Il ne s’agit pas de répondre à ces questions mais de savoir qu’elles vont venir colorer l’entretien. Pour nous épargner les conséquences de cet implicite, nous pouvons pour commencer expliciter avec les parents le cadre qu’on se donne pour cette coéducation, ce dialogue.  

Expliciter clairement les postures que cette co-construction nécessite : des postures plus qu’une méthode donc. Des postures de part et d’autre à expliciter en début d’échange, en début d’année. Ce pourrait être en quelque sorte notre charte de bonne relation. Et comme toute charte, il peut être intéressant de la penser accessible et compréhensible.  

Voici quelques éléments de réflexion : informer et trouver des solutions constituent les objectifs de cette coéducation. Pour remplir ces objectifs la parole, l’échange, les idées, les avis doivent pouvoir être échangés en toute sécurité.  

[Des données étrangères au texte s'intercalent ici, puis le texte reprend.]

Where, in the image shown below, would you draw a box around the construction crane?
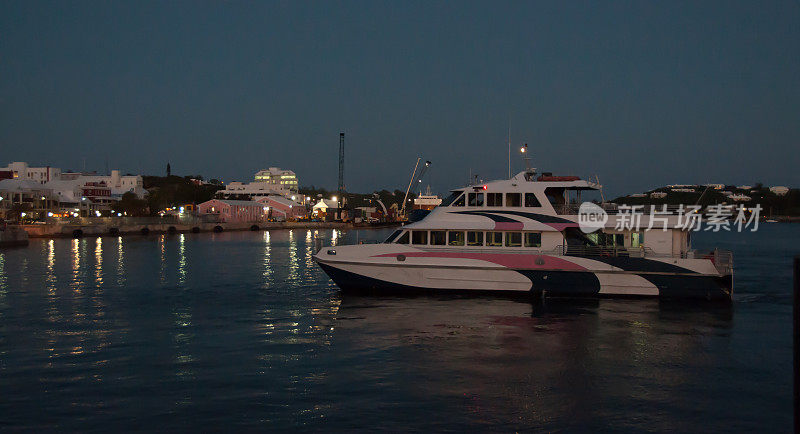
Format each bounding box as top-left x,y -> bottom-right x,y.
400,157 -> 431,215
337,133 -> 344,193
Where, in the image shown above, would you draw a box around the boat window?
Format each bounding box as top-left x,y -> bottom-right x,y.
544,187 -> 567,208
411,231 -> 428,244
506,193 -> 522,206
439,191 -> 461,206
384,229 -> 403,244
525,193 -> 542,208
395,231 -> 411,244
469,193 -> 483,206
525,232 -> 542,247
447,231 -> 464,246
486,193 -> 503,206
631,231 -> 644,248
486,232 -> 503,247
506,232 -> 522,247
467,231 -> 483,246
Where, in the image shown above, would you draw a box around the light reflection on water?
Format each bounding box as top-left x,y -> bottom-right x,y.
0,229 -> 798,431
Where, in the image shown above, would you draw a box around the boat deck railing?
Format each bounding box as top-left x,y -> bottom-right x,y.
415,245 -> 733,274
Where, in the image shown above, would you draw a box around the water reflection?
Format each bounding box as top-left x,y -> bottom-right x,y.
178,234 -> 186,285
94,237 -> 103,288
45,240 -> 57,292
261,231 -> 273,289
334,296 -> 732,429
117,237 -> 125,286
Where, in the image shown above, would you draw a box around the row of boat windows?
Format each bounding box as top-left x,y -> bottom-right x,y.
441,191 -> 542,208
386,230 -> 542,247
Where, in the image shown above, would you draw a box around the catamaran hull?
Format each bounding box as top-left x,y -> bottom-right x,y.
315,258 -> 732,300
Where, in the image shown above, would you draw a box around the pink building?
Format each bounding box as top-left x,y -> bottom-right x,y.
258,196 -> 306,220
197,199 -> 267,223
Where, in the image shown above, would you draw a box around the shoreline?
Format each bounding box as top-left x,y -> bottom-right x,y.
19,221 -> 401,239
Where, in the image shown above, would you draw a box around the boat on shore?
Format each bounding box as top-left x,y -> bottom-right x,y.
314,170 -> 733,300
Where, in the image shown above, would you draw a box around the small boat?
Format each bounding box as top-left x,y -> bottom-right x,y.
313,169 -> 733,300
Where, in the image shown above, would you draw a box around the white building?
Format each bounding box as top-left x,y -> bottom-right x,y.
0,161 -> 61,184
216,167 -> 300,200
253,167 -> 298,193
769,185 -> 789,196
0,162 -> 146,211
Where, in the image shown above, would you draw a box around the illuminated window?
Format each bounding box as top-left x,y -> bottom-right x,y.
431,231 -> 447,246
467,231 -> 483,246
506,193 -> 522,206
447,231 -> 464,246
469,193 -> 483,206
525,232 -> 542,247
411,231 -> 428,244
486,193 -> 503,206
486,232 -> 503,247
506,232 -> 522,247
525,193 -> 542,208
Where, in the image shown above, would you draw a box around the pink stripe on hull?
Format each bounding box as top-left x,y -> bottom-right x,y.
374,252 -> 586,270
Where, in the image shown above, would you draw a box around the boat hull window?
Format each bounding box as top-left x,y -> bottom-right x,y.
486,232 -> 503,247
384,229 -> 403,244
525,232 -> 542,247
506,232 -> 522,247
525,193 -> 542,208
506,193 -> 522,207
439,191 -> 461,206
395,231 -> 411,244
447,231 -> 464,246
467,231 -> 483,246
486,193 -> 503,206
468,193 -> 483,206
411,231 -> 428,244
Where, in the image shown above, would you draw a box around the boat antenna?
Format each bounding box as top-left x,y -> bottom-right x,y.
508,115 -> 511,179
400,157 -> 422,215
594,175 -> 606,203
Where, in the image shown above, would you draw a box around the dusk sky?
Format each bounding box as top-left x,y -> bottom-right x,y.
0,0 -> 800,194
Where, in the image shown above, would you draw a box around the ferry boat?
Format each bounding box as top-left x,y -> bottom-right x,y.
314,170 -> 733,300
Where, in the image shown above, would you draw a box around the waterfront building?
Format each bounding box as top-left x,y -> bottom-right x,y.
311,199 -> 339,219
253,167 -> 298,193
769,185 -> 789,196
257,196 -> 306,220
197,199 -> 269,223
0,161 -> 61,184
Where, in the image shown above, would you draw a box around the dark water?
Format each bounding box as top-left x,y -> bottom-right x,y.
0,224 -> 800,432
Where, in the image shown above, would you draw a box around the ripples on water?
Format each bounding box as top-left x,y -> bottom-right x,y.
0,225 -> 800,431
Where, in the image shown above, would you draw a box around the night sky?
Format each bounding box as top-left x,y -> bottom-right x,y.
0,0 -> 800,194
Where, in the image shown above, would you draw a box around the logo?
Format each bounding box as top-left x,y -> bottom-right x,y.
578,202 -> 608,234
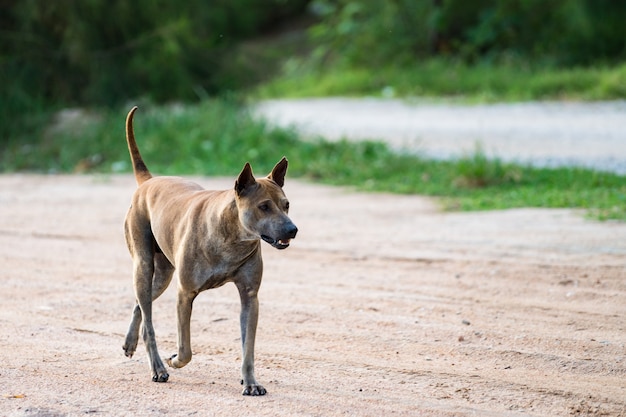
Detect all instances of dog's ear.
[267,156,289,188]
[235,162,256,195]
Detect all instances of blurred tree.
[0,0,307,104]
[311,0,626,65]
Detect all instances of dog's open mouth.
[261,235,291,249]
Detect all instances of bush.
[311,0,626,66]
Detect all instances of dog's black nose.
[285,223,298,239]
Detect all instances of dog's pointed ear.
[235,162,256,195]
[267,156,289,188]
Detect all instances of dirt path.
[255,97,626,173]
[0,175,626,416]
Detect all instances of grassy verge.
[0,100,626,220]
[255,59,626,102]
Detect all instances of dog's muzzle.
[261,224,298,249]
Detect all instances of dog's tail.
[126,106,152,185]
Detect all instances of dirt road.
[255,97,626,174]
[0,175,626,417]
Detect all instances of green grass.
[254,59,626,102]
[0,100,626,220]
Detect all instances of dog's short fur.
[123,107,298,395]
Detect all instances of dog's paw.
[122,345,135,358]
[152,371,170,382]
[241,385,267,396]
[165,354,178,368]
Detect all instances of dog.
[123,106,298,395]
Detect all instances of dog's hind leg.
[122,253,174,358]
[166,288,198,368]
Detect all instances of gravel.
[254,98,626,174]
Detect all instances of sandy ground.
[0,175,626,416]
[254,97,626,174]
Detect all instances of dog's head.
[235,158,298,249]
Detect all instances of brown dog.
[123,107,298,395]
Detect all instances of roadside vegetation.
[0,0,626,220]
[0,99,626,220]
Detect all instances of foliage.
[0,99,626,220]
[255,58,626,102]
[311,0,626,67]
[0,0,307,141]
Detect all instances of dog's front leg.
[238,286,267,395]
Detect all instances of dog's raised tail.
[126,106,152,185]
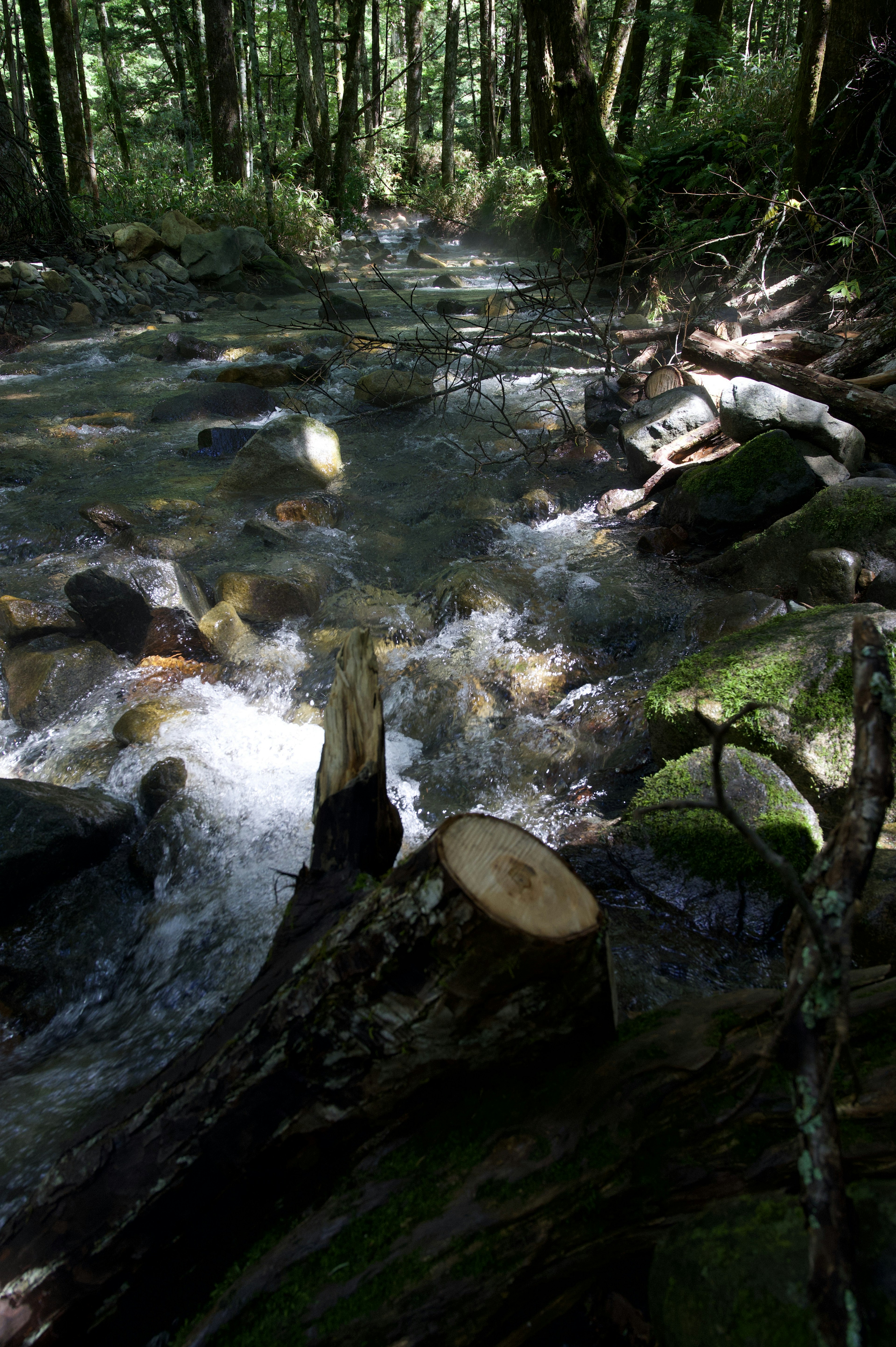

Pour cela nous expliciterons que, pour dialoguer, nous allons essayer de :

  • accepter les différents codes : ceux de l’école, ceux de la famille, sans chercher à avoir l’assentiment des parents, ni eux le nôtre ;
  • imaginer, si on est parent soi-même, ce qu’on pourrait recevoir et comment ;
  • chercher à connaître et comprendre les parents et leurs points de vue, expliciter qu’ils ont ce droit mais que chacun fait SON boulot ;
  • faire preuve d’empathie, de bienveillance, de non-jugement inconditionnel, de tisser la confiance, pour être dans une dynamique de main tendue et de coude-à-coude (plutôt que de face-à-face ou de dos à dos) ;
  • rechercher ce qui peut être partagé, aussi petit soit-il ;
  • solliciter des ressources extérieures, si nécessaire, pour contribuer à la résolution de problèmes, de mettre le parent en position d’acteur·trice ;
  • informer le parent de manière claire et complète, de susciter/valider des propositions des parents, de ne pas fermer l’entretien avec des solutions définies à l’avance ;
  • ne pas prédire, de laisser du temps ;
  • croire dans le changement, de gérer ses propres inquiétudes ;
  • réfléchir à une sémantique commune, un langage commun ;
  • reconnaître la pluralité des manières de faire, d’être parent (aussi ténues soient-elles : prendre en compte les parents réels) ;
  • diversifier les moyens de faire lien : statut de l’écrit/parole… Sens de l’absence/présence ;
  • établir que la différence ne doit pas générer de stigmatisation. 

Une fois la charte posée comme garde-fou de l’entretien, le cœur du sujet (à savoir ce qui pose problème : parler des difficultés) pourra être partagé avec plus de sérénité.  

Vous trouverez dans les fiches outils une proposition de déroulé type d’entretien qui pourrait baliser ces temps d’échanges.